SAN ANTONIO — In the weeks leading up to Thursday's first debate of the 2016 presidential race, Republican candidates have sought to distinguish themselves from each other — and President Barack Obama — with ever-tougher positions on border security and illegal immigration, claiming current measures are failing.
And yet by many standards, the situation is not nearly as urgent as it was during last summer's crisis and has improved steadily and markedly in some respects over the past decade or so — partly because of actions taken by the U.S. government, but also because of factors beyond Washington's control.
Last year's alarming surge of unaccompanied children and families arriving from Central America via Mexico has been cut by about half, according to U.S. Customs and Border Protection, a drop-off attributed in part to a crackdown by Mexico and better enforcement along the U.S. border.
Also, illegal immigration from Mexico has plunged dramatically since 2000, when Border Patrol agents arrested roughly 1.6 million Mexicans. Last year, agents stopped about 230,000.
In addition, since 2007, about 1 million Mexicans living illegally in this country have left, according to Marc Rosenblum, deputy director of the U.S. immigration policy program at the Migration Policy Institute in Washington.
Those trends have been attributed to a variety of factors, including the overall sluggish economy in the U.S., the decline in this country's construction industry, and better opportunities in Mexico, according to a report by Rogelio Saenz, dean of the College of Public Policy at the University of Texas at San Antonio.
"The urgency is gone on the U.S.-Mexico border," said Adam Isacson, border security analyst for the Washington Office on Latin America, a think tank.
During the spring and summer of 2014, the U.S.-Mexico border, particularly the 320-mile Rio Grande Valley section in Texas, became a major crossing point for tens of thousands of families and unaccompanied minors from Central America, many of them fleeing gang violence in Guatemala, El Salvador and Honduras.
Last year marked the first time arrivals from those Central American countries — some 468,000 altogether — outstripped migrants from Mexico.
The surge was treated as a national security issue.
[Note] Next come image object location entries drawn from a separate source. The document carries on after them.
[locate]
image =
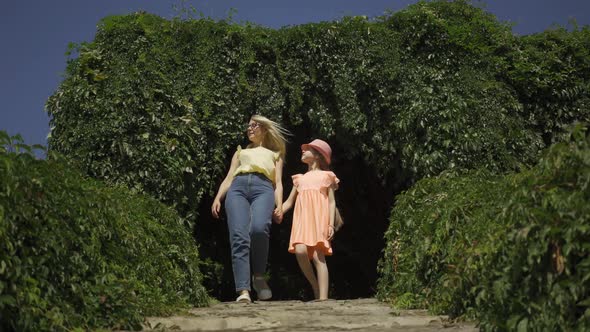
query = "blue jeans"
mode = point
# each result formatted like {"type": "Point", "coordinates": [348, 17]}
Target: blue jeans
{"type": "Point", "coordinates": [249, 204]}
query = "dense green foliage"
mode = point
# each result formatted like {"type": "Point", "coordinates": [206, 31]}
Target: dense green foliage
{"type": "Point", "coordinates": [159, 105]}
{"type": "Point", "coordinates": [75, 253]}
{"type": "Point", "coordinates": [512, 250]}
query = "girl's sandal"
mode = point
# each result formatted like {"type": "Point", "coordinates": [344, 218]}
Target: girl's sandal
{"type": "Point", "coordinates": [244, 298]}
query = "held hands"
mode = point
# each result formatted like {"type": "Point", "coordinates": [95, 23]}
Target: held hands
{"type": "Point", "coordinates": [277, 215]}
{"type": "Point", "coordinates": [215, 208]}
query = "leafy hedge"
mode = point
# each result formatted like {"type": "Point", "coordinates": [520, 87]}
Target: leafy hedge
{"type": "Point", "coordinates": [75, 253]}
{"type": "Point", "coordinates": [510, 250]}
{"type": "Point", "coordinates": [159, 105]}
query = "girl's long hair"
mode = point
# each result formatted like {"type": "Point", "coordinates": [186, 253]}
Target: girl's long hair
{"type": "Point", "coordinates": [275, 136]}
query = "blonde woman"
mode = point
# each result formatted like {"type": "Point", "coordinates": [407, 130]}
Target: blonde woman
{"type": "Point", "coordinates": [252, 188]}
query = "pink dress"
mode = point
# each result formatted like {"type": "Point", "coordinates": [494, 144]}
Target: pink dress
{"type": "Point", "coordinates": [311, 215]}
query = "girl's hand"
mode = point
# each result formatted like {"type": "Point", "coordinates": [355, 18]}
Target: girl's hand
{"type": "Point", "coordinates": [330, 232]}
{"type": "Point", "coordinates": [277, 215]}
{"type": "Point", "coordinates": [215, 208]}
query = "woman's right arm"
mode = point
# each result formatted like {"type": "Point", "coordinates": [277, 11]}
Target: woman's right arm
{"type": "Point", "coordinates": [224, 187]}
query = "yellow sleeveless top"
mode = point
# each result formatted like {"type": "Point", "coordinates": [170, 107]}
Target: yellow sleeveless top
{"type": "Point", "coordinates": [257, 160]}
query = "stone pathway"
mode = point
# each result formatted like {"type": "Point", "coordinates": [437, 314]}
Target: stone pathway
{"type": "Point", "coordinates": [278, 316]}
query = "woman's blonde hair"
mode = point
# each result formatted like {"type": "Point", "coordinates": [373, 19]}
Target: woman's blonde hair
{"type": "Point", "coordinates": [274, 137]}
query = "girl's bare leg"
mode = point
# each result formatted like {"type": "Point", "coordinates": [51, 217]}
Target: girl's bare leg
{"type": "Point", "coordinates": [306, 268]}
{"type": "Point", "coordinates": [321, 267]}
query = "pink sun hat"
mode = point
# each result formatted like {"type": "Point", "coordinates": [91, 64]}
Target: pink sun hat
{"type": "Point", "coordinates": [322, 147]}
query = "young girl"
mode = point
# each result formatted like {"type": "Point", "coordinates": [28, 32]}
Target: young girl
{"type": "Point", "coordinates": [314, 215]}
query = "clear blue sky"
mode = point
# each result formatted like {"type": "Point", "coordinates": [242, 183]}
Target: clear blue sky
{"type": "Point", "coordinates": [34, 35]}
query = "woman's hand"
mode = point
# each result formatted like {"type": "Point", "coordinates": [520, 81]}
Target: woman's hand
{"type": "Point", "coordinates": [215, 208]}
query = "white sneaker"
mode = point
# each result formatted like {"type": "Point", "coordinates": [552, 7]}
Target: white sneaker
{"type": "Point", "coordinates": [261, 287]}
{"type": "Point", "coordinates": [244, 297]}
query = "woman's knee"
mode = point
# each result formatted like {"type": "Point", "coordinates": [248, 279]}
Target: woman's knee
{"type": "Point", "coordinates": [301, 249]}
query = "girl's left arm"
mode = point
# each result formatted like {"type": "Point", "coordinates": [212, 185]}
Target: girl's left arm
{"type": "Point", "coordinates": [332, 213]}
{"type": "Point", "coordinates": [278, 212]}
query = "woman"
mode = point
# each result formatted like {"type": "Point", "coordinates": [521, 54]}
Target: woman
{"type": "Point", "coordinates": [252, 188]}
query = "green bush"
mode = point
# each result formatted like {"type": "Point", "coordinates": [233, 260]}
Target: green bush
{"type": "Point", "coordinates": [159, 105]}
{"type": "Point", "coordinates": [75, 253]}
{"type": "Point", "coordinates": [511, 251]}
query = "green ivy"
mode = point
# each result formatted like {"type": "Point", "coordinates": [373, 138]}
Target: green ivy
{"type": "Point", "coordinates": [159, 105]}
{"type": "Point", "coordinates": [75, 253]}
{"type": "Point", "coordinates": [510, 251]}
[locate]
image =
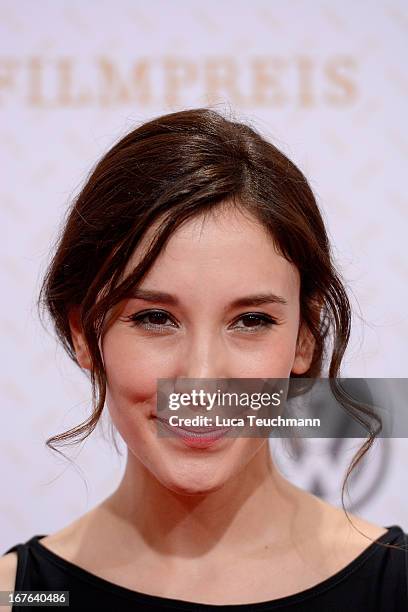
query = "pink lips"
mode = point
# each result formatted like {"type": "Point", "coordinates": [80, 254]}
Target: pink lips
{"type": "Point", "coordinates": [197, 437]}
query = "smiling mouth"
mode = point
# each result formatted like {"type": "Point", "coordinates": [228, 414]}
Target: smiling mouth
{"type": "Point", "coordinates": [199, 431]}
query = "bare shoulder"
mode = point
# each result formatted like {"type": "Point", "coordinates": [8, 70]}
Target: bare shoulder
{"type": "Point", "coordinates": [8, 570]}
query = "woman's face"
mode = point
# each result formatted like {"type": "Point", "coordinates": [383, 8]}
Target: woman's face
{"type": "Point", "coordinates": [196, 331]}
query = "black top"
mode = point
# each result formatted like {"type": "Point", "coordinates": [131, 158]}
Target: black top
{"type": "Point", "coordinates": [376, 580]}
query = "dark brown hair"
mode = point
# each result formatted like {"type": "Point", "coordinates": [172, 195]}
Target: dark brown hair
{"type": "Point", "coordinates": [168, 170]}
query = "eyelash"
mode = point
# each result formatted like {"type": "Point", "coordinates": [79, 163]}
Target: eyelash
{"type": "Point", "coordinates": [137, 320]}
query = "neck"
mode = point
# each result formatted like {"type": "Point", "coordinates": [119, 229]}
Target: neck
{"type": "Point", "coordinates": [256, 509]}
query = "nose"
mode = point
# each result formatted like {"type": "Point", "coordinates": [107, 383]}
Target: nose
{"type": "Point", "coordinates": [203, 363]}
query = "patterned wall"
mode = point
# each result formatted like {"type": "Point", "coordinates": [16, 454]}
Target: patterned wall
{"type": "Point", "coordinates": [325, 80]}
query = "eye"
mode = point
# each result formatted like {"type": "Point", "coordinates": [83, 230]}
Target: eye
{"type": "Point", "coordinates": [150, 320]}
{"type": "Point", "coordinates": [257, 321]}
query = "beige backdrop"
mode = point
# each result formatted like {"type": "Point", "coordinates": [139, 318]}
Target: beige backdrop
{"type": "Point", "coordinates": [325, 80]}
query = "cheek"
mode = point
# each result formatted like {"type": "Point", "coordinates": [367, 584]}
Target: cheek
{"type": "Point", "coordinates": [131, 373]}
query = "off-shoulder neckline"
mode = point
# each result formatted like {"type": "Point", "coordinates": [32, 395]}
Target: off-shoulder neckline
{"type": "Point", "coordinates": [149, 598]}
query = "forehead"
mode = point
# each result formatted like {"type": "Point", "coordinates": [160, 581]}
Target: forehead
{"type": "Point", "coordinates": [227, 248]}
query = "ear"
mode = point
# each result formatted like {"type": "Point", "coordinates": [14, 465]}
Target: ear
{"type": "Point", "coordinates": [304, 350]}
{"type": "Point", "coordinates": [78, 339]}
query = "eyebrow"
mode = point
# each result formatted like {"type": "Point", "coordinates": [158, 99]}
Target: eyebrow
{"type": "Point", "coordinates": [256, 299]}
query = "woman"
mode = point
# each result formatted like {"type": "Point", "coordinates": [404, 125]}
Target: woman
{"type": "Point", "coordinates": [196, 249]}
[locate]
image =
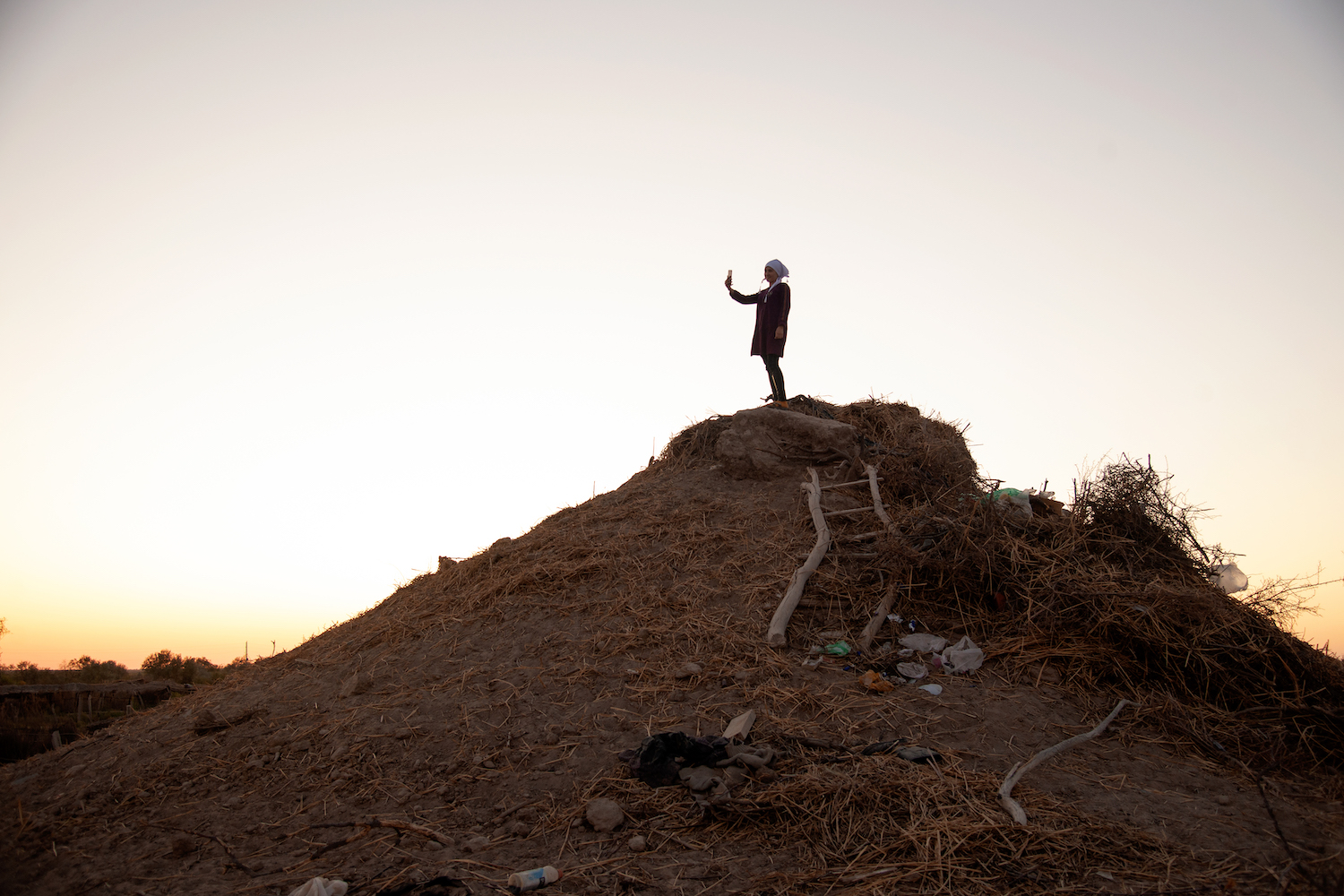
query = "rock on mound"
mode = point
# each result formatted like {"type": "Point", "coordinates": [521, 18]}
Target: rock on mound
{"type": "Point", "coordinates": [465, 726]}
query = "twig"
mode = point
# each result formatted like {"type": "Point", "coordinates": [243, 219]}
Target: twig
{"type": "Point", "coordinates": [1015, 774]}
{"type": "Point", "coordinates": [780, 622]}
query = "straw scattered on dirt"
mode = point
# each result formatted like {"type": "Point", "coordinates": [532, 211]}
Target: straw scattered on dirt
{"type": "Point", "coordinates": [462, 726]}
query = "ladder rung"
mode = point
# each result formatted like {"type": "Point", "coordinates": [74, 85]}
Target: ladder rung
{"type": "Point", "coordinates": [840, 485]}
{"type": "Point", "coordinates": [867, 509]}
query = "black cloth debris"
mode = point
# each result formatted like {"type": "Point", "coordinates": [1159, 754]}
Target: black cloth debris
{"type": "Point", "coordinates": [659, 759]}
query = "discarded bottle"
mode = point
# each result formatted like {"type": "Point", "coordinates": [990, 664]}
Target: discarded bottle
{"type": "Point", "coordinates": [535, 879]}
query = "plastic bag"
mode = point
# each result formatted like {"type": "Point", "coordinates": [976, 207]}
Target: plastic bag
{"type": "Point", "coordinates": [1228, 578]}
{"type": "Point", "coordinates": [924, 642]}
{"type": "Point", "coordinates": [322, 887]}
{"type": "Point", "coordinates": [962, 657]}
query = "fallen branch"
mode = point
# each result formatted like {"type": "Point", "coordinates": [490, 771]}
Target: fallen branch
{"type": "Point", "coordinates": [1015, 774]}
{"type": "Point", "coordinates": [780, 622]}
{"type": "Point", "coordinates": [876, 498]}
{"type": "Point", "coordinates": [878, 618]}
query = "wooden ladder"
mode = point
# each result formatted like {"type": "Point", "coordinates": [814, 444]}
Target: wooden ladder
{"type": "Point", "coordinates": [780, 622]}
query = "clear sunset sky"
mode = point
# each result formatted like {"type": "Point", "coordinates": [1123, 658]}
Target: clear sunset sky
{"type": "Point", "coordinates": [296, 297]}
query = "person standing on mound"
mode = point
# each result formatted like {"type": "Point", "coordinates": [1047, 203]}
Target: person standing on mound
{"type": "Point", "coordinates": [771, 324]}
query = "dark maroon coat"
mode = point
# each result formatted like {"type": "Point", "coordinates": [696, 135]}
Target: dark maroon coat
{"type": "Point", "coordinates": [771, 314]}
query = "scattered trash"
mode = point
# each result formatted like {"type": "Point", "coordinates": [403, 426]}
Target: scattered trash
{"type": "Point", "coordinates": [874, 681]}
{"type": "Point", "coordinates": [924, 642]}
{"type": "Point", "coordinates": [962, 657]}
{"type": "Point", "coordinates": [1228, 578]}
{"type": "Point", "coordinates": [1012, 501]}
{"type": "Point", "coordinates": [322, 887]}
{"type": "Point", "coordinates": [535, 879]}
{"type": "Point", "coordinates": [921, 755]}
{"type": "Point", "coordinates": [913, 669]}
{"type": "Point", "coordinates": [757, 756]}
{"type": "Point", "coordinates": [701, 778]}
{"type": "Point", "coordinates": [688, 670]}
{"type": "Point", "coordinates": [741, 726]}
{"type": "Point", "coordinates": [655, 762]}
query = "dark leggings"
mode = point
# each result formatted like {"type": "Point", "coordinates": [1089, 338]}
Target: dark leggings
{"type": "Point", "coordinates": [771, 370]}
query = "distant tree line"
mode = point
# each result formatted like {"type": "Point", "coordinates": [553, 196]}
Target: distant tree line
{"type": "Point", "coordinates": [163, 665]}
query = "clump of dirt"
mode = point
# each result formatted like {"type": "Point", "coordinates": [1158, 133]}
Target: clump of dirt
{"type": "Point", "coordinates": [461, 727]}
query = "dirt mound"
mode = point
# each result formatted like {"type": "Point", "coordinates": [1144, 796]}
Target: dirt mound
{"type": "Point", "coordinates": [462, 727]}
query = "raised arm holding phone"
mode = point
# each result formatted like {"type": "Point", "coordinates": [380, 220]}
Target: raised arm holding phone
{"type": "Point", "coordinates": [771, 327]}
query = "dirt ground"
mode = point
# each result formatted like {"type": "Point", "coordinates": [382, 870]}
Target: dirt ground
{"type": "Point", "coordinates": [461, 728]}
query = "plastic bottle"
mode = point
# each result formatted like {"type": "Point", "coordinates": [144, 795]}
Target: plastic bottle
{"type": "Point", "coordinates": [535, 879]}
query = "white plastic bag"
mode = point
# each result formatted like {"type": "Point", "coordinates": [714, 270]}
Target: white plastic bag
{"type": "Point", "coordinates": [1228, 578]}
{"type": "Point", "coordinates": [962, 657]}
{"type": "Point", "coordinates": [322, 887]}
{"type": "Point", "coordinates": [925, 642]}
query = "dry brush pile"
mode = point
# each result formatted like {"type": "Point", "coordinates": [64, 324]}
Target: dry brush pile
{"type": "Point", "coordinates": [441, 711]}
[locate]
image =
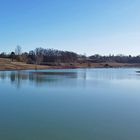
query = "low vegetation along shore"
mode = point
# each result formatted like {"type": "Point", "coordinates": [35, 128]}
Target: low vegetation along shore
{"type": "Point", "coordinates": [56, 59]}
{"type": "Point", "coordinates": [8, 64]}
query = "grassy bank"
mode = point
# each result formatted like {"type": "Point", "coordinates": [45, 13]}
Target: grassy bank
{"type": "Point", "coordinates": [7, 64]}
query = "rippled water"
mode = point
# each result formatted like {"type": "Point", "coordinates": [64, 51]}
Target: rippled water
{"type": "Point", "coordinates": [78, 104]}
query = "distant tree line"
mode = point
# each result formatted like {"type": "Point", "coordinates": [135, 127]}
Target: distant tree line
{"type": "Point", "coordinates": [43, 56]}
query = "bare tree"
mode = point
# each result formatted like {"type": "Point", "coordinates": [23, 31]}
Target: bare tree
{"type": "Point", "coordinates": [18, 50]}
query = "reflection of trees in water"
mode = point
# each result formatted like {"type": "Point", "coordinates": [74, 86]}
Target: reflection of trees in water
{"type": "Point", "coordinates": [19, 77]}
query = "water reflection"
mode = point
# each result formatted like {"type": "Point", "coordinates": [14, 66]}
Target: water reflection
{"type": "Point", "coordinates": [68, 78]}
{"type": "Point", "coordinates": [38, 77]}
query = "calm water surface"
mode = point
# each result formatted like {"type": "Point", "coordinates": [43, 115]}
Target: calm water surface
{"type": "Point", "coordinates": [81, 104]}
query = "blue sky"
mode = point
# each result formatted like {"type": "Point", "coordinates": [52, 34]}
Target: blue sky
{"type": "Point", "coordinates": [84, 26]}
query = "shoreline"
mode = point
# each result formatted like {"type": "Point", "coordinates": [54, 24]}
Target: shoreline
{"type": "Point", "coordinates": [8, 65]}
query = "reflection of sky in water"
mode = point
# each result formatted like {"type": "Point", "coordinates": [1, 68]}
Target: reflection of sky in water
{"type": "Point", "coordinates": [79, 104]}
{"type": "Point", "coordinates": [69, 78]}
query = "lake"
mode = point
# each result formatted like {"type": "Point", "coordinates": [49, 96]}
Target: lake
{"type": "Point", "coordinates": [77, 104]}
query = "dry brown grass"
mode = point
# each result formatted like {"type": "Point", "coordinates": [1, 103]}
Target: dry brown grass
{"type": "Point", "coordinates": [7, 64]}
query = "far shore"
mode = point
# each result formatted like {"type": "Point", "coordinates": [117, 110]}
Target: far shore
{"type": "Point", "coordinates": [8, 65]}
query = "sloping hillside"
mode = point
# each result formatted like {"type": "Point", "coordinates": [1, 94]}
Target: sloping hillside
{"type": "Point", "coordinates": [7, 64]}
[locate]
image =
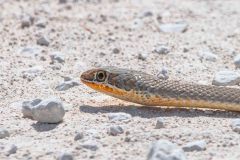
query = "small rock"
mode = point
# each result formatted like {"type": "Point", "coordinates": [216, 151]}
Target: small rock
{"type": "Point", "coordinates": [31, 73]}
{"type": "Point", "coordinates": [4, 133]}
{"type": "Point", "coordinates": [11, 150]}
{"type": "Point", "coordinates": [195, 146]}
{"type": "Point", "coordinates": [145, 13]}
{"type": "Point", "coordinates": [236, 125]}
{"type": "Point", "coordinates": [174, 27]}
{"type": "Point", "coordinates": [48, 111]}
{"type": "Point", "coordinates": [41, 23]}
{"type": "Point", "coordinates": [119, 116]}
{"type": "Point", "coordinates": [78, 136]}
{"type": "Point", "coordinates": [65, 156]}
{"type": "Point", "coordinates": [66, 85]}
{"type": "Point", "coordinates": [136, 24]}
{"type": "Point", "coordinates": [237, 61]}
{"type": "Point", "coordinates": [208, 56]}
{"type": "Point", "coordinates": [160, 123]}
{"type": "Point", "coordinates": [27, 107]}
{"type": "Point", "coordinates": [62, 1]}
{"type": "Point", "coordinates": [226, 78]}
{"type": "Point", "coordinates": [43, 41]}
{"type": "Point", "coordinates": [115, 130]}
{"type": "Point", "coordinates": [142, 56]}
{"type": "Point", "coordinates": [91, 145]}
{"type": "Point", "coordinates": [116, 51]}
{"type": "Point", "coordinates": [163, 74]}
{"type": "Point", "coordinates": [161, 49]}
{"type": "Point", "coordinates": [165, 150]}
{"type": "Point", "coordinates": [57, 57]}
{"type": "Point", "coordinates": [26, 22]}
{"type": "Point", "coordinates": [30, 51]}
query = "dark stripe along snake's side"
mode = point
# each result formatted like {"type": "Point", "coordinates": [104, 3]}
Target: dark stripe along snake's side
{"type": "Point", "coordinates": [146, 89]}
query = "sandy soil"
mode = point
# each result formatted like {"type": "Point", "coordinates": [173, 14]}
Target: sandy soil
{"type": "Point", "coordinates": [87, 32]}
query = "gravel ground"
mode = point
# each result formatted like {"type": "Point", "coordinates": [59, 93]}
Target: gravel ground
{"type": "Point", "coordinates": [46, 45]}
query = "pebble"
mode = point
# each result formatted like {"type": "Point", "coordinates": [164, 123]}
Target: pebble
{"type": "Point", "coordinates": [65, 156]}
{"type": "Point", "coordinates": [43, 41]}
{"type": "Point", "coordinates": [226, 78]}
{"type": "Point", "coordinates": [165, 150]}
{"type": "Point", "coordinates": [236, 125]}
{"type": "Point", "coordinates": [30, 51]}
{"type": "Point", "coordinates": [199, 145]}
{"type": "Point", "coordinates": [162, 49]}
{"type": "Point", "coordinates": [26, 22]}
{"type": "Point", "coordinates": [115, 130]}
{"type": "Point", "coordinates": [78, 136]}
{"type": "Point", "coordinates": [11, 150]}
{"type": "Point", "coordinates": [46, 111]}
{"type": "Point", "coordinates": [57, 57]}
{"type": "Point", "coordinates": [120, 116]}
{"type": "Point", "coordinates": [4, 133]}
{"type": "Point", "coordinates": [208, 56]}
{"type": "Point", "coordinates": [90, 145]}
{"type": "Point", "coordinates": [174, 27]}
{"type": "Point", "coordinates": [237, 61]}
{"type": "Point", "coordinates": [116, 51]}
{"type": "Point", "coordinates": [142, 56]}
{"type": "Point", "coordinates": [67, 85]}
{"type": "Point", "coordinates": [33, 72]}
{"type": "Point", "coordinates": [145, 13]}
{"type": "Point", "coordinates": [163, 74]}
{"type": "Point", "coordinates": [159, 123]}
{"type": "Point", "coordinates": [27, 107]}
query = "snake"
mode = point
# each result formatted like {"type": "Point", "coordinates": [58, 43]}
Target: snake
{"type": "Point", "coordinates": [149, 90]}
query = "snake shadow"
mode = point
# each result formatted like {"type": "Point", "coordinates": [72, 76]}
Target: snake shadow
{"type": "Point", "coordinates": [151, 112]}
The Obama administration beefed up the Border Patrol in the Rio Grande Valley, while Texas deployed National Guardsmen and a large contingent of troopers. The state has approved $800 million of spending on border security in the next two years alone.
Mexican officials, with support from the U.S., have stepped up apprehensions of migrants passing through that country.
The Obama administration also opened two secure family detention centers in Texas that together can house more than 2,000 women and children. Detention was envisioned in part as a way to discourage families from coming. It was an alternative to the usual practice of releasing families with notices to appear in court.
The detention policy has met with legal and political challenges from immigrant advocates. Homeland Security officials have said they are moving families through the facilities as quickly as possible, and more women are being fitted with electronic ankle bracelets as a condition of release.
Rosenblum said the spike in unaccompanied children and families was not really a failure of border security. Instead of trying to evade U.S. authorities, the families "are being intentionally apprehended," Rosenblum said. Many have applied for asylum and face years-long backlogs in the legal system.
Since Obama took office, he has transformed immigration enforcement through a series of directives and policy changes that narrowly define which immigrants living in the country illegally should face deportation.
The focus is now on people who pose a national security or public safety threat or have serious criminal histories, those with multiple serious misdemeanors, and those who have crossed the border or been ordered out of the country since the beginning of 2014.
Obama also launched a program shortly before his 2012 re-election that allows young immigrants brought to the country as children to apply for permission to stay and work legally for up to two years at a time. More than 740,000 young immigrants have been approved for the program.
While the administration deported a record 409,849 immigrants in 2012, the number has been steadily declining since.
Last year, Immigration and Customs Enforcement sent home 315,943 immigrants. And as of July 20, the agency had sent back about 187,000 this year, according to internal ICE documents obtained by The Associated Press. The documents show that more than 109,000 of those were convicted criminals.